In sum, the disclosed techniques generate motion plans to control a character in an environment. The disclosed techniques include a training step and an inference step. In the training step, a motion policy model is trained in an iterative manner to generate motions for the character based on a given path segment from one landmark to another landmark. The training includes a discriminator and a reinforcement learning module acting in cooperation to train the motion policy model. During the training, the reinforcement learning module generates a motion that is used to control the character in the environment and compute a path-following reward based on the character motion in the environment. The discriminator compares the character motion with stored motion recordings of human motions and generates an AMP reward. A combination of the path-following and the AMP rewards is used to iteratively update both the motion policy model and the discriminator. Once the motion policy model is trained, in the inference step, a path planning technique is performed given an input textual guidance and environment scene to generate a path segment from a source landmark to a goal landmark. The trained motion policy model is then used to generate a motion based on the path segment while checking for collisions with dynamic obstacles. The generated motion can then be used to control the character in the environment, and the foregoing process continues until all target landmarks from the source landmark to the goal landmark are visited.

1. In some embodiments, a computer-implemented method for controlling a character comprises receiving a state of the character, a path to follow, and first information about a scene, generating, via a trained machine learning model and based on the state of the character, the path, and the first information, a first action for the character to perform, wherein the first action comprises a first type of motion included in a plurality of types of motions for which the trained machine learning model is trained to generate actions, and causing the character to perform the first action.

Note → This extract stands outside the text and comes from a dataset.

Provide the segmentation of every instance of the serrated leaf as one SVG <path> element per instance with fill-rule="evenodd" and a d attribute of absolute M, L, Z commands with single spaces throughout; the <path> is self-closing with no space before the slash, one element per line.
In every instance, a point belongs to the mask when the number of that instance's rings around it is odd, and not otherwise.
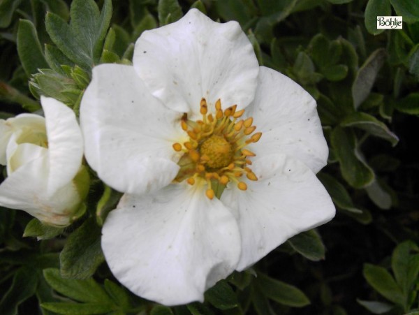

2. The computer-implemented method of clause 1, further comprising performing one or more operations to compute the path through at least a portion of the scene.

3. The computer-implemented method of clauses 1 or 2, wherein performing the one or more operations to compute the path comprises performing one or more operations to solve for a two-dimensional (2D) path through the scene, performing one or more operations to refine at least one portion of the 2D path based on one or more heights of one or more obstacles within the scene to generate a three-dimensional (3D) path, and performing one or more operations to compute one or more velocities of the character along the 3D path.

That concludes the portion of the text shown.